Tasha marched over to Veronique and roughly pulled her gag loose. “This woman seduced him.”
“You,” Veronique snarled, and I’d never heard her sound more dangerous. Those had to be silver-infused ropes or she would have broken free long before now. “I
knew
you looked familiar, but I hadn’t thought of that mousy little creature in hundreds of years.
Bettina
.”
Tasha flinched at the name. “That was my name once, but I’ve upgraded. However, my hate for you, Veronique, has never faded. You ruined my life.”

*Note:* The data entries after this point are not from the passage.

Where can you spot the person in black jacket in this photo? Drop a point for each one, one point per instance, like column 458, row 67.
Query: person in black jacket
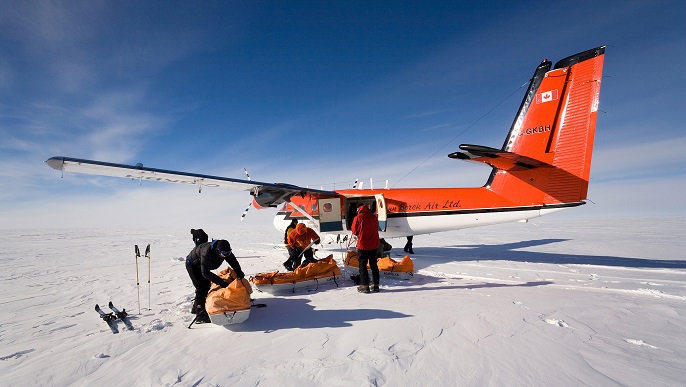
column 199, row 263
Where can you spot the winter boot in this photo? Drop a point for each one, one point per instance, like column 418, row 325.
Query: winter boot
column 202, row 318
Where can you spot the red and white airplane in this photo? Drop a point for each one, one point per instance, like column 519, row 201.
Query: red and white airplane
column 543, row 167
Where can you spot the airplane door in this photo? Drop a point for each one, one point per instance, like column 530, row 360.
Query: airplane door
column 381, row 211
column 330, row 215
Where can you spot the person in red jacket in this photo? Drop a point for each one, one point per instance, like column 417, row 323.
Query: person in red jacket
column 366, row 228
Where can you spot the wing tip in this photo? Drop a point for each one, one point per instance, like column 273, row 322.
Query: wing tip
column 56, row 163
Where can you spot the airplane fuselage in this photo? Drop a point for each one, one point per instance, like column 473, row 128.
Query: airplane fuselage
column 412, row 211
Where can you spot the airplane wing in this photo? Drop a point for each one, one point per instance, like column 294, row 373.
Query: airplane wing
column 496, row 158
column 265, row 194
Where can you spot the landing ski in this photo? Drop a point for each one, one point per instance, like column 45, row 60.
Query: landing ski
column 122, row 316
column 108, row 318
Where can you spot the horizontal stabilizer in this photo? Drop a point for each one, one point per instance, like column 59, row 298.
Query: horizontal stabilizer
column 497, row 158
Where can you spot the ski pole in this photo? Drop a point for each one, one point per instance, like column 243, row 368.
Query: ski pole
column 138, row 287
column 193, row 322
column 147, row 254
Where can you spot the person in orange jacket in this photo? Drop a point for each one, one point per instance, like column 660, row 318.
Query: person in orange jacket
column 298, row 240
column 366, row 228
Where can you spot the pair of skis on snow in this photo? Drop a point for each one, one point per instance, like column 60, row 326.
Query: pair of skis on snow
column 116, row 314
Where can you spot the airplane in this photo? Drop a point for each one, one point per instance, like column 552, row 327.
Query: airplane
column 543, row 167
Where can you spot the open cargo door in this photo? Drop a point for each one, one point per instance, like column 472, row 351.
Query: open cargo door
column 381, row 211
column 330, row 218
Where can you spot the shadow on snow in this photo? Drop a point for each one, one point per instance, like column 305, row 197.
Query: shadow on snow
column 427, row 256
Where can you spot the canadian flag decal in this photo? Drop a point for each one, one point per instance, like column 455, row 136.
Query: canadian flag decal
column 546, row 96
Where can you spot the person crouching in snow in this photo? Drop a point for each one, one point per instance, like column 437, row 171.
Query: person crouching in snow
column 366, row 228
column 199, row 263
column 298, row 240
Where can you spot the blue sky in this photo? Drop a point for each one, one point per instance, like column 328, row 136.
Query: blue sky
column 318, row 94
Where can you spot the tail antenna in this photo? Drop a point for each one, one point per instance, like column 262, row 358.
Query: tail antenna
column 249, row 204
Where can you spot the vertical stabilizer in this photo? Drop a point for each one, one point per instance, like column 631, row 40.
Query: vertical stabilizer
column 555, row 125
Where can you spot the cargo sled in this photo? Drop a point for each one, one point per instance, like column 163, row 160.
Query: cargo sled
column 229, row 305
column 320, row 273
column 388, row 267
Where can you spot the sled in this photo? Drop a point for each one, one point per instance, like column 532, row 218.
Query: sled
column 388, row 267
column 228, row 318
column 310, row 277
column 229, row 305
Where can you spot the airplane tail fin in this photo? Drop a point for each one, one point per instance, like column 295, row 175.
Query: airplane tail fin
column 546, row 157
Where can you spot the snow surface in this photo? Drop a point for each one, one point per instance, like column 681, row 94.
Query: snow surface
column 557, row 301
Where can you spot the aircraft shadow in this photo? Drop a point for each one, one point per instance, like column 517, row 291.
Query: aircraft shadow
column 469, row 287
column 427, row 256
column 289, row 313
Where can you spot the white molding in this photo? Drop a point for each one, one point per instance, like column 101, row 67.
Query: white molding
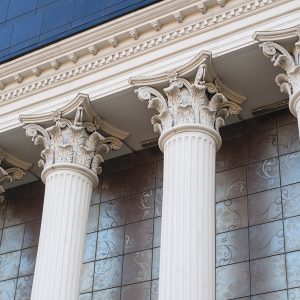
column 181, row 31
column 108, row 72
column 277, row 35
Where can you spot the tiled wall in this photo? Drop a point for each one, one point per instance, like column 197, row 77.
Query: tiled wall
column 28, row 24
column 257, row 209
column 20, row 217
column 121, row 259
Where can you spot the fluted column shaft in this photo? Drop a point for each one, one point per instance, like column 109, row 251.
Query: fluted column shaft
column 187, row 263
column 59, row 258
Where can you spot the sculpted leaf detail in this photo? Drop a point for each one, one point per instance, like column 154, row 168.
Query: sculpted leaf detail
column 289, row 82
column 8, row 176
column 72, row 142
column 186, row 103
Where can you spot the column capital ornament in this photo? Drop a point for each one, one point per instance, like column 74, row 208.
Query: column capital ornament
column 73, row 135
column 204, row 101
column 288, row 82
column 14, row 170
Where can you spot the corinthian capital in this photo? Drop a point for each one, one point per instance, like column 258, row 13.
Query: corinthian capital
column 205, row 100
column 289, row 82
column 14, row 170
column 73, row 136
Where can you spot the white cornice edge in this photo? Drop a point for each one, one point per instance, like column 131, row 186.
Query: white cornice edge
column 121, row 53
column 14, row 161
column 202, row 57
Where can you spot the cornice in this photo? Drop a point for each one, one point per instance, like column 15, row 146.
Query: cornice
column 277, row 35
column 55, row 64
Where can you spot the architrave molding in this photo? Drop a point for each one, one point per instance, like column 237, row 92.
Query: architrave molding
column 277, row 35
column 53, row 74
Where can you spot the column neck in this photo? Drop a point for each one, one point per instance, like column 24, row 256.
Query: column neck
column 190, row 127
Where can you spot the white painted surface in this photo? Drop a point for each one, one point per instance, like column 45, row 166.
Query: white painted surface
column 187, row 259
column 65, row 213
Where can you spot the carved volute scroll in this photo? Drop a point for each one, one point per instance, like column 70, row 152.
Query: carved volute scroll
column 289, row 82
column 200, row 102
column 72, row 140
column 15, row 171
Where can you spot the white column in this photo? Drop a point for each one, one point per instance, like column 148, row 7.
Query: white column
column 188, row 123
column 71, row 160
column 187, row 257
column 66, row 205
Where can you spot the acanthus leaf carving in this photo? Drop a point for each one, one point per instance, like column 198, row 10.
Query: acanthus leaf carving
column 8, row 176
column 72, row 141
column 183, row 103
column 289, row 82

“I ruined your life?” Despite her bound state, Veronique managed to look down her nose at Tasha. “You barely registered for me. I couldn’t have cared less about you if I tried.”
A muscle in Tasha’s cheek twitched. “You seduced Sebastien knowing it would ruin his love for me. I couldn’t compete with your beauty. Not then, anyway.”
Veronique looked disgusted at the accusation. “Are you mad? Sebastien was like a son to me. I didn’t seduce him.”
“You’re a liar. You’ve always been a liar, but I know the truth.” Tasha shoved the gag back into Veronique’s mouth to stop her from saying anything else.
I think I was starting to understand what had happened back then—fueled by love and jealousy, two very explosive elements. “You hated Veronique, but you had no chance against her as a fledgling. So instead you punished Sebastien by trapping him in the tomb and leaving him there to rot.”
She gave me a withering glare. “I couldn’t bear to look at him, knowing that he’d betrayed me.”
“Why blame it on Thierry?” I asked, sickened by the thought of doing this to anyone.